Es sind keine Schwarzpulverwaffen berücksichtigt. Wer die möchte, muss auf andere BRP-Publikationen zurückgreifen um von dort die Werte zu übernehmen.
Es ist die Spruchzauberei aus Stormbringer enthalten, die hier Sorcery genannt wird.
Was mir zu fehlen schien, ist die Zusammenarbeit von Charakteren und das gegenseitige Unterstützen oder Behindern.
Regeln zum Seefahren finde ich super. Es ist schön, hier an die Vollständigkeit des Regelwerks zu denken und Regeln für etwas aufzunehmen, das nicht unbedingt selbstverständlich ist. Ich erinnere mich noch gut an Space 1889 von Uhrwerk, das ja ohne Regeln für Luftschiffkampf etc. daher kam, wo das doch als wichtiges Spielelement angepriesen wird. Dass die SC im Schnellstarter einen Luftkampf VERSCHLAFEN sollen ist da nur folgerichtig.
Im Bestiary fällt mir auf, was ich am BRP mag. Das System wirkt insgesamt doch eher simulativ und realistisch, aber die Stat Blocks der Tiere und Monster sind so schön kurz. Meine Lieblingsmonster beim Durchblättern sind die Chonchons (schwebende Köpfe mit riesigen Ohren), die Fachans (Zyklopen, die auch nur ein Bein und einen Arm haben), der Orc auf dem Wildschwein und die Sea Serpent, damit es zu See auch schön brenzlig wird. Neben ein paar ausgefallenen Kreaturen gibt es also auch die üblichen Klassiker.
Den Abschluss bilden ein SL-Teil inkl. magische Gegenstände, die Vorstellung der Southern Reaches, der Region, zu der auch eine Karte enthalten ist sowie ein Index und ein paar Charakterbögen und Werbung für andere Chaosium-Titel. Warum zur Hölle der Index mit doppeltem Zeilenabstand gesetzt wurde, entzieht sich mir.
Insgesamt macht es auf mich einen sehr guten Eindruck, auch wenn das Buch genau so wahrscheinlich auch vor 10 Jahren hätte veröffentlicht werden können
. Für mich besteht die Leistung darin, eine brauchbare Zusammenfassung des BRP für Fantasy-Verhältnisse in einem Band zu haben. Es versteht sich dabei aber wirklich eher als Grundregelwerk denn als vollständige Kompilation aller relevanten Regeln, daher sollen noch weitere Magiesysteme nachgereicht werden.

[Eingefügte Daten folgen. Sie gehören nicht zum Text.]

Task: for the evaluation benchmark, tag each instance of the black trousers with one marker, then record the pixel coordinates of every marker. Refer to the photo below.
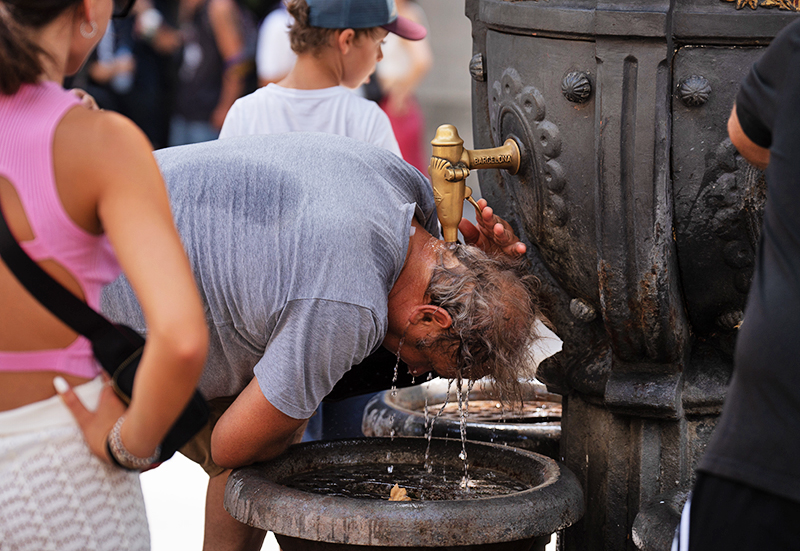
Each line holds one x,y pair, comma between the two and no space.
728,515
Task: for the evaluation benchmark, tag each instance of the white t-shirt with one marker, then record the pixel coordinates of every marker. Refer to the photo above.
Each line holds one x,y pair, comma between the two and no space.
274,55
274,109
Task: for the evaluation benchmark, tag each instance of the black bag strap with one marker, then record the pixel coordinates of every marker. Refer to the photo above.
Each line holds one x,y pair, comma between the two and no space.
55,297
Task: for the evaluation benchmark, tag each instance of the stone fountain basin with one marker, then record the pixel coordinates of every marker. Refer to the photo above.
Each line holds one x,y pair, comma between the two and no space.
311,521
403,413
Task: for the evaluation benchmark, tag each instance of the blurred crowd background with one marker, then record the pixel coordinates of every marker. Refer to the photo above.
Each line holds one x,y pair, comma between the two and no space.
143,67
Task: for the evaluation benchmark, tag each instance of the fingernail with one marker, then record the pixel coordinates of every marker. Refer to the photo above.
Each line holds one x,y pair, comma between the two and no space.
61,385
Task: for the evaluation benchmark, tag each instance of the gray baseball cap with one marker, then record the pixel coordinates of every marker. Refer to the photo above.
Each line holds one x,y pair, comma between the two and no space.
362,14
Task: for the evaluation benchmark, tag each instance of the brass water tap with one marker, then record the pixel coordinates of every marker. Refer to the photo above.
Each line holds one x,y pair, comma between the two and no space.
450,166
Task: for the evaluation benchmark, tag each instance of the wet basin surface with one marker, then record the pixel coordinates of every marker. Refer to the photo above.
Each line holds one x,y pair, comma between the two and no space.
536,426
550,498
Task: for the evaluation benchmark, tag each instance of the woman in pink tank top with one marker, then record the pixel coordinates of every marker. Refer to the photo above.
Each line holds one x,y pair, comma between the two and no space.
81,190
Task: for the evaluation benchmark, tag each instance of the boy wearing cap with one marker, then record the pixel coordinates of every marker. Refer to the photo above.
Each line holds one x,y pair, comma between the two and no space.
338,44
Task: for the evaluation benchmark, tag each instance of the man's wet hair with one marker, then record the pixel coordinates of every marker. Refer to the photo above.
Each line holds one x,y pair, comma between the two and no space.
493,302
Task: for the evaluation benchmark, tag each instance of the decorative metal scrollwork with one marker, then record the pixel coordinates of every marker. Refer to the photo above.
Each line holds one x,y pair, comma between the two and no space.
694,91
476,68
787,5
576,87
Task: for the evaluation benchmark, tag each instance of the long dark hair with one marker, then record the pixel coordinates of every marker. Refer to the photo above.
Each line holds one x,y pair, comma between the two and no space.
21,57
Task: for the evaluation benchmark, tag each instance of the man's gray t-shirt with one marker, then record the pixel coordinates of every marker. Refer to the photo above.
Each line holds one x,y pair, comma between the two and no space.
295,241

RuneQuest 6 ist mit Sicherheit vollständiger, allein durch die verschiedenen Magiesysteme, und auf jeden Fall weitaus besser aufgemacht. Um Magic World den Vorzug geben zu wollen, muss man vermutlich einfach das leichtere Kampfsystem haben wollen oder andere Regelelemente des jüngeren RuneQuest (z.B. Einfluss der Charakteristika auf Skills) ablehnen. Bei mir war das der Fall.